プロローグ-3
「藤野さん……背高いですね」
「そうかな? 百八十三くらいやから普通やない?」
彼はタバコの補充作業に戻る。撫でられた場所がほんの少し熱を持つ。
「藤野さん」
彼は作業する手を止めることなく「うん?」とだけ返事をした。素っ気なさではなく、温かさを感じられる声だった。
「連絡先、聞いてもいいですか?」
もっと藤野さんと話してみたい。彼のことをもっと知りたい。アルバイト先でしか会うことができないのは寂しいと思った。
藤野さんは、きょとんとした表情で私を見る。沈黙がやけに長く感じられ、私は「あの……えっと」とその場を繕う言葉を探した。その間に藤野さんは私から目を逸らした。
しまったと思うには充分だった。明らかに早まった。
これまで交代の時間に挨拶を交わしていたとはいえ、こんなに長い時間話をしたのは今日が初めてだった。ましてや店内に客がいないとはいえ、仕事中に連絡先を聞くなんてタイミングも悪かった。頭の中で様々な後悔と反省が押し寄せるなか「今の忘れてください」と言葉にすべきなのに、口がうまく動かない。
その間にも彼は何も言わず、レジ横に置かれたレシート入れから一枚、レシートを抜き取ると胸ポケットからボールペンを抜いてさらさらと何かを書き始めた。そしてペンを置くと、何かを書いたレシートを私に差し出した。
「携帯番号とメアド書いてあるから。いつでも連絡して」
「――え?」
「うん? 連絡先、いらん? 俺、聞き間違えた?」
藤野さんが首を捻る。
「いえ! もらいます!」
私は藤野さんの手にある紙を受け取ると「バイト終わったらすぐメールします!」と店内の奥にまで聞こえてしまいそうな声で言った。
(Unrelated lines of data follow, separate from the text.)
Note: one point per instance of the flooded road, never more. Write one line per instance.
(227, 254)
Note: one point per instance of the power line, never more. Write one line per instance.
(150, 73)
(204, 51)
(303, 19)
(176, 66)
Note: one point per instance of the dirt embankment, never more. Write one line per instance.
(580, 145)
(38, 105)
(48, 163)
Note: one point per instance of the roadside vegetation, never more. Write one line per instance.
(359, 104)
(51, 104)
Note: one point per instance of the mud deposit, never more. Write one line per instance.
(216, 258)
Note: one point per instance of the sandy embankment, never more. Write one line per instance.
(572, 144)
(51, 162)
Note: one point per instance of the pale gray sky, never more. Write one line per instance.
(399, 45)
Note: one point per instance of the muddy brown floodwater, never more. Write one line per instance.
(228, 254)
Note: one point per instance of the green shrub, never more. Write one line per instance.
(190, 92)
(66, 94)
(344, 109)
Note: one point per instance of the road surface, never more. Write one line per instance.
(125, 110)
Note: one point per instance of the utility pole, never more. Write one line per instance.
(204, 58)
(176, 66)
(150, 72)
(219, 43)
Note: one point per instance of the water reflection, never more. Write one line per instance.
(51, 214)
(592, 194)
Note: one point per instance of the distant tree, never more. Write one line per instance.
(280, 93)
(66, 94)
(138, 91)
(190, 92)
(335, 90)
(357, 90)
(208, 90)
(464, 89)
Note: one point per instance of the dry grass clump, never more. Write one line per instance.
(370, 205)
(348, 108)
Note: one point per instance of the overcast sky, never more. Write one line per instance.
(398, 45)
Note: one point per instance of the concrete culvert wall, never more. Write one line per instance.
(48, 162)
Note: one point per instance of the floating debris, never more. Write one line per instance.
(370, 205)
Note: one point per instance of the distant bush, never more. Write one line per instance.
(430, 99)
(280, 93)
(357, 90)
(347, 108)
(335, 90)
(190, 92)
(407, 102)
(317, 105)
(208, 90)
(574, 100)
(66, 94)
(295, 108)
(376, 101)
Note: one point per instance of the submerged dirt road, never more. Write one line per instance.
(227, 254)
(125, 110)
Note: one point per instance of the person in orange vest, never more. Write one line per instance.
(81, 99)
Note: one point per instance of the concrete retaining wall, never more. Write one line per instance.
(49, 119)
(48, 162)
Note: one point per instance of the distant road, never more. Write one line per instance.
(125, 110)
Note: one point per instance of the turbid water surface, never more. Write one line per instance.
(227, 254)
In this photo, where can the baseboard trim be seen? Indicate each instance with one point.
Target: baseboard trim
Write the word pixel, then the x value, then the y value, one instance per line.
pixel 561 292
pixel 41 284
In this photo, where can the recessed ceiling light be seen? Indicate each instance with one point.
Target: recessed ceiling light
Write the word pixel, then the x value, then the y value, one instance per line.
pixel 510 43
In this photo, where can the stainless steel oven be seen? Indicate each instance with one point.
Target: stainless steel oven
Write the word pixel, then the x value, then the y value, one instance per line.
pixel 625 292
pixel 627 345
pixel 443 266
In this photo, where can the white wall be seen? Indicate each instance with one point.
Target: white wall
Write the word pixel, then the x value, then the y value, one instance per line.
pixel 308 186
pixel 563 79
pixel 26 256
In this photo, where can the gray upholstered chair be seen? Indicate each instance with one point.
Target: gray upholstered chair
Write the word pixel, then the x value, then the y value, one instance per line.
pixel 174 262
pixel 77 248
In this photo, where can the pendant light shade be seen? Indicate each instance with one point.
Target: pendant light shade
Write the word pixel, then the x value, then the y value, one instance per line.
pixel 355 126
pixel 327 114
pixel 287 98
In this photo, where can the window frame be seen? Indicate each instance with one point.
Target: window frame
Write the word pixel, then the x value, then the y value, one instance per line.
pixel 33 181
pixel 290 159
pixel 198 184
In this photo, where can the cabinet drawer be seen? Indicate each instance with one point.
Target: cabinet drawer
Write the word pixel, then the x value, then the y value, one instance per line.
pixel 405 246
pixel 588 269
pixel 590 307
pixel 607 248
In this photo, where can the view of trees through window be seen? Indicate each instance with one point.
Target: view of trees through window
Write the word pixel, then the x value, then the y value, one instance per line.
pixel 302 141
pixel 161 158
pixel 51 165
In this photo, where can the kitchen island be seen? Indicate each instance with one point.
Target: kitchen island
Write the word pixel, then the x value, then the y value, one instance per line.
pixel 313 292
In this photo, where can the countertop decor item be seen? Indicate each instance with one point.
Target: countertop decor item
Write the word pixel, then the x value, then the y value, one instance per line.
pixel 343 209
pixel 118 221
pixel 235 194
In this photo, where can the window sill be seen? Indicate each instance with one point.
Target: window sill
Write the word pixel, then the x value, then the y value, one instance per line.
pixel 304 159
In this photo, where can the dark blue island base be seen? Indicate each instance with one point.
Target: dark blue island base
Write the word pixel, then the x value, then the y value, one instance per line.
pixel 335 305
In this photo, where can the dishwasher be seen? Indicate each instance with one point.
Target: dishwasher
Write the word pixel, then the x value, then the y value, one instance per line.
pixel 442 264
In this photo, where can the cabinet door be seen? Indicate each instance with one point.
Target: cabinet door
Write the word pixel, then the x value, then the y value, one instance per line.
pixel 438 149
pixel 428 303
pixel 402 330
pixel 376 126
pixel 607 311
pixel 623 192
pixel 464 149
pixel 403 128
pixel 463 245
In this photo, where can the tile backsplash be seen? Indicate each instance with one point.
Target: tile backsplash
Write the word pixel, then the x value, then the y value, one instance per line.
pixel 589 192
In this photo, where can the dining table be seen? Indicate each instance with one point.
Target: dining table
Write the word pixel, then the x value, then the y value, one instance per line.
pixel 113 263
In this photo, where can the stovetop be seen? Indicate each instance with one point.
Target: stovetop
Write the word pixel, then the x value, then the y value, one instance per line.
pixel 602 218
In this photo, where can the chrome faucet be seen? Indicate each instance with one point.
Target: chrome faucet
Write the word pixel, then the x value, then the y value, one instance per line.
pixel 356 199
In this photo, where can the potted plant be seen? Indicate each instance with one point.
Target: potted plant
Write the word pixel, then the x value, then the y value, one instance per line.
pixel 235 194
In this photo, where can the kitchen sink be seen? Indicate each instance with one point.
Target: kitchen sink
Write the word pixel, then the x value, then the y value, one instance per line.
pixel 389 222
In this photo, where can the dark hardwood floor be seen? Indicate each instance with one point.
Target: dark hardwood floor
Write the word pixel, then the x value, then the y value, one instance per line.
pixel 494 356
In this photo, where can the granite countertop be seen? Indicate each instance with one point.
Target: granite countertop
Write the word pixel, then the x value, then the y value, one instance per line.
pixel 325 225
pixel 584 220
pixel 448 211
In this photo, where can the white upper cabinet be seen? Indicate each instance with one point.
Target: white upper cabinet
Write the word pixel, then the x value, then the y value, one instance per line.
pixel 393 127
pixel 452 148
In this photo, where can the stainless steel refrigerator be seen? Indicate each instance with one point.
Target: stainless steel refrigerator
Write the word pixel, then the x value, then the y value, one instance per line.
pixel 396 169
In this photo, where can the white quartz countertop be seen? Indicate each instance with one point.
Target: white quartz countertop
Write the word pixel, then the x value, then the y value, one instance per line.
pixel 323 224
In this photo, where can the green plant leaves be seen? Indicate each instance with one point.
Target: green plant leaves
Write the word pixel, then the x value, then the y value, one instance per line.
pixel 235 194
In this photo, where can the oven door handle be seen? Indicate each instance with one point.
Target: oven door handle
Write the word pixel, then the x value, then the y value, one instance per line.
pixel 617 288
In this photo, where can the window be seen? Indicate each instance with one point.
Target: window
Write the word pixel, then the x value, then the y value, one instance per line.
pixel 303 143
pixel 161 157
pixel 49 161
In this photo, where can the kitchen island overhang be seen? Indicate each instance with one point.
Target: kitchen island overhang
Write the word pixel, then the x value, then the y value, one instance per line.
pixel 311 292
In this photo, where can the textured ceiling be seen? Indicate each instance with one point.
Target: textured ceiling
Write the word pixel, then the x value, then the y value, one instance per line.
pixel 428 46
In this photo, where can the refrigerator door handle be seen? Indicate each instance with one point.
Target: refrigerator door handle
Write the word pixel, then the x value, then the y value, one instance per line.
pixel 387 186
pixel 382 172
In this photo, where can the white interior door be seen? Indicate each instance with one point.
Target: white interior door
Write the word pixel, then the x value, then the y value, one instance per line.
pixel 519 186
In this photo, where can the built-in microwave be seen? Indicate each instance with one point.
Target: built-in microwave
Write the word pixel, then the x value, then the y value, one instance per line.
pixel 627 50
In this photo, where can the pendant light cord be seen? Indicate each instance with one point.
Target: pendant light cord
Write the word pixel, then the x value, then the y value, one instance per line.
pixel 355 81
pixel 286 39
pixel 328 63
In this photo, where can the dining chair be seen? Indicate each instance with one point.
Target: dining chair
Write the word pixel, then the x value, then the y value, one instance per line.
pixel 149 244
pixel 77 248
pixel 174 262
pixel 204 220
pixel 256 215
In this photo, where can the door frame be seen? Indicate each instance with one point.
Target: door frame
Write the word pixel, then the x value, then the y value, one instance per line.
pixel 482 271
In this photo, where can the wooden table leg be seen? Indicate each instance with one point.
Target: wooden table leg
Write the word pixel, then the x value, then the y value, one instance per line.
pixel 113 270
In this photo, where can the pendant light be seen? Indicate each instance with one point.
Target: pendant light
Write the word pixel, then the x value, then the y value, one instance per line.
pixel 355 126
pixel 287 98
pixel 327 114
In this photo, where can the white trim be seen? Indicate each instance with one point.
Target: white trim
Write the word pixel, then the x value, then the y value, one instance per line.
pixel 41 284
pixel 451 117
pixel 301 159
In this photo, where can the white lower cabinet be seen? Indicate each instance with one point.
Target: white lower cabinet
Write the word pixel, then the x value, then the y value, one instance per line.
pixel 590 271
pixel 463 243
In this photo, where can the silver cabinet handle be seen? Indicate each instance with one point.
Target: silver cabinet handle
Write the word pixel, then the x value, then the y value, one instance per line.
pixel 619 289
もちろん、店内には私と藤野さん以外の人はいないので、それを聞いている人はいない。すると、藤野さんがくすくすと笑い出した。
「そんな力強く言わんでも。逃げたり隠れたりせえへんから、焦ってメールせんでもええよ」
そして、笑いながらタバコの補充を再開した。私の耳に「おもろい子やなあ」と呟く声が聞こえた。その意味を尋ねる勇気はなく、私は聞こえなかったフリをした。